Concevoir ? Pas inventer ?

Non, non, terminées, les inventions. Dans cet article, on n’imagine plus, on fabrique.

Si tu n’en es pas encore là, si tu n’as pas encore d’idée précise de technologie imaginaire à développer pour ton histoire, lis d’abord l’article précédent :

Sinon, retrousse tes manches, prépare-toi un bon café et mets tes écouteurs, parce que tu vas avoir du pain sur la planche.

Tout d’abord, mettons les choses au clair : tu peux très bien te passer de cet article pour concevoir une technologie imaginaire.

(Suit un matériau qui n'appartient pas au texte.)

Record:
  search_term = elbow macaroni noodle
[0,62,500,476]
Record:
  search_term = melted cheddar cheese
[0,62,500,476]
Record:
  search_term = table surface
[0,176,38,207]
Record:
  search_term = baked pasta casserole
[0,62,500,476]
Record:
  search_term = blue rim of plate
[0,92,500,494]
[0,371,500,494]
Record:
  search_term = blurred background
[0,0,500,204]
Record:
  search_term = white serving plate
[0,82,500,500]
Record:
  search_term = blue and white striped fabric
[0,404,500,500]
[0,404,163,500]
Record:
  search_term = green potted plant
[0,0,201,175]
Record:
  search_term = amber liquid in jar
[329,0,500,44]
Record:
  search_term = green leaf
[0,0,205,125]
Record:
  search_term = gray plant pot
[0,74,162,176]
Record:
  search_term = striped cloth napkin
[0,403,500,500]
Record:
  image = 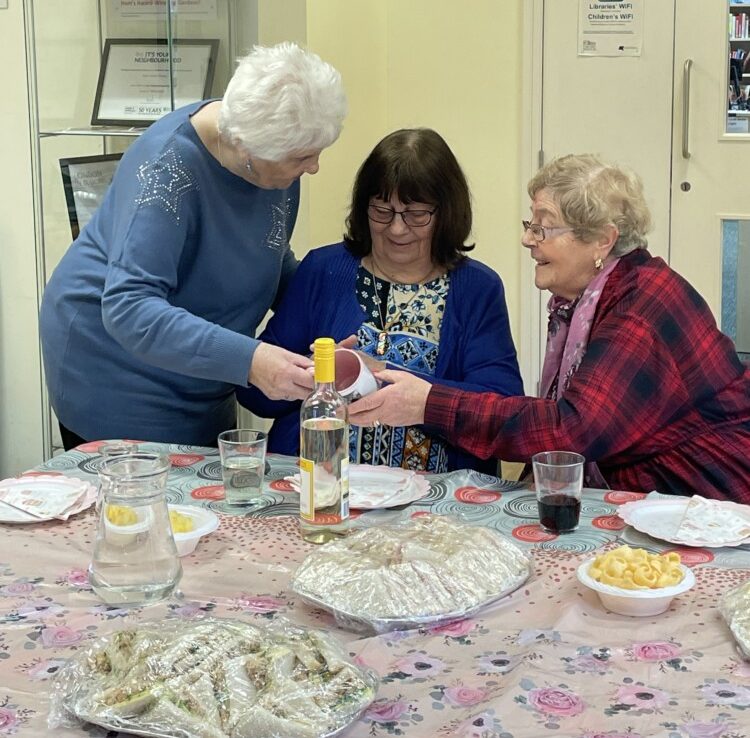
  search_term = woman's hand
[247,343,313,400]
[349,369,432,426]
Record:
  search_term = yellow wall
[302,0,522,336]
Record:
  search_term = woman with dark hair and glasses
[349,154,750,504]
[237,128,523,473]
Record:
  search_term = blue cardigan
[237,243,523,474]
[39,102,299,445]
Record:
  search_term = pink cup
[334,349,378,401]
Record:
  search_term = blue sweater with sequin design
[40,102,299,445]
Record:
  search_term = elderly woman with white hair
[40,43,346,448]
[350,155,750,503]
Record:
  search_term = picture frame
[91,38,219,127]
[60,154,122,241]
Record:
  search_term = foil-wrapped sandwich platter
[50,618,378,738]
[292,515,532,633]
[719,579,750,661]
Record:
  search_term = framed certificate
[60,154,122,240]
[91,38,219,126]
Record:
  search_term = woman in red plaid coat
[350,155,750,503]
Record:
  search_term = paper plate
[285,464,430,510]
[0,474,98,523]
[617,497,750,548]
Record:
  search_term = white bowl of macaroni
[577,546,695,617]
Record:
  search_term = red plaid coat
[425,250,750,503]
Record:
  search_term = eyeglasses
[367,205,437,228]
[521,220,575,243]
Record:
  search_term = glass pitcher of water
[89,452,182,605]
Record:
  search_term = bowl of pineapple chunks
[577,545,695,617]
[105,504,219,556]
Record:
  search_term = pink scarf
[539,259,620,488]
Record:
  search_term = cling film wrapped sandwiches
[292,515,531,633]
[719,579,750,661]
[49,618,377,738]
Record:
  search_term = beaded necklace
[370,253,435,356]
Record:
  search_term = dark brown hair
[344,128,474,268]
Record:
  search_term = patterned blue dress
[349,266,450,472]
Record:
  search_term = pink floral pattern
[0,446,750,738]
[26,659,66,682]
[365,700,409,723]
[0,582,34,597]
[61,569,91,589]
[0,707,19,735]
[614,682,670,713]
[41,625,83,648]
[234,594,286,615]
[680,720,730,738]
[528,687,585,717]
[701,679,750,709]
[443,686,487,707]
[633,641,680,661]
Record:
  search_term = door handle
[682,59,693,159]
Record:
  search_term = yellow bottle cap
[313,338,336,384]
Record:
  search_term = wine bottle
[299,338,349,543]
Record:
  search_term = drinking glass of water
[219,428,267,507]
[531,451,586,533]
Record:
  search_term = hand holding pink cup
[334,348,378,402]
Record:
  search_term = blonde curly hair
[528,154,651,256]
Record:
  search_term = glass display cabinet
[24,0,258,456]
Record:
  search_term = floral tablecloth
[0,445,750,738]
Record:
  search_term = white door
[536,0,750,370]
[670,0,750,353]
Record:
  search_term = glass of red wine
[531,451,586,533]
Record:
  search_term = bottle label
[339,457,349,520]
[299,457,315,521]
[299,457,349,525]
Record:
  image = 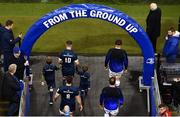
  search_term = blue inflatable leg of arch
[21,4,154,115]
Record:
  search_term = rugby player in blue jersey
[59,40,79,85]
[54,76,83,115]
[100,77,124,117]
[42,56,58,105]
[105,39,128,86]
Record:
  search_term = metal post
[139,76,150,113]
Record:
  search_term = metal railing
[152,70,162,112]
[139,70,161,116]
[19,80,29,117]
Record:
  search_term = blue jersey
[57,86,79,105]
[105,48,128,73]
[100,87,124,110]
[77,71,90,90]
[59,49,78,76]
[43,64,58,81]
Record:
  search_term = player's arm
[76,95,83,111]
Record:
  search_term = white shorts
[109,69,123,78]
[104,107,119,116]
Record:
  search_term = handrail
[139,70,161,116]
[153,70,161,112]
[139,76,150,113]
[19,80,29,117]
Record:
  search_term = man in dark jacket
[1,20,22,71]
[146,3,161,52]
[9,47,29,80]
[100,77,124,117]
[2,64,24,116]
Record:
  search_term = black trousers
[149,36,158,53]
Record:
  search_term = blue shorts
[60,103,76,112]
[46,80,56,90]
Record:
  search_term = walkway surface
[29,56,148,116]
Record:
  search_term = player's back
[60,49,77,71]
[58,86,79,104]
[109,48,128,72]
[79,72,90,84]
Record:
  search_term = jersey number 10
[65,58,71,63]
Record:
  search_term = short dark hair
[66,40,72,45]
[6,20,14,26]
[46,56,52,64]
[158,104,167,108]
[66,76,73,84]
[109,77,116,85]
[168,27,176,32]
[115,39,122,45]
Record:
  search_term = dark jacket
[2,72,21,103]
[9,54,26,80]
[1,28,21,53]
[146,8,161,38]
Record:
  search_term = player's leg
[110,108,119,116]
[115,72,123,87]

Tout simplement parce que, comme on l’a vu dans l’article précédent, elle peut se résumer à un gros bouton rouge qui aura l’effet que tu voudras bien lui donner pour servir ton histoire de science-fiction. Sans compter qu’il existe une myriade de technologies imaginaires mythiques dans lesquelles tu peux piocher sans vergogne pour t’en servir de décor. Je suis sûr que tu en connais assez pour t’occuper durant plusieurs vies d’écrivain.

Mais si ton objectif est de satisfaire un lectorat avide de nouveauté et d’originalité, ce que tu vas devoir faire est beaucoup plus difficile.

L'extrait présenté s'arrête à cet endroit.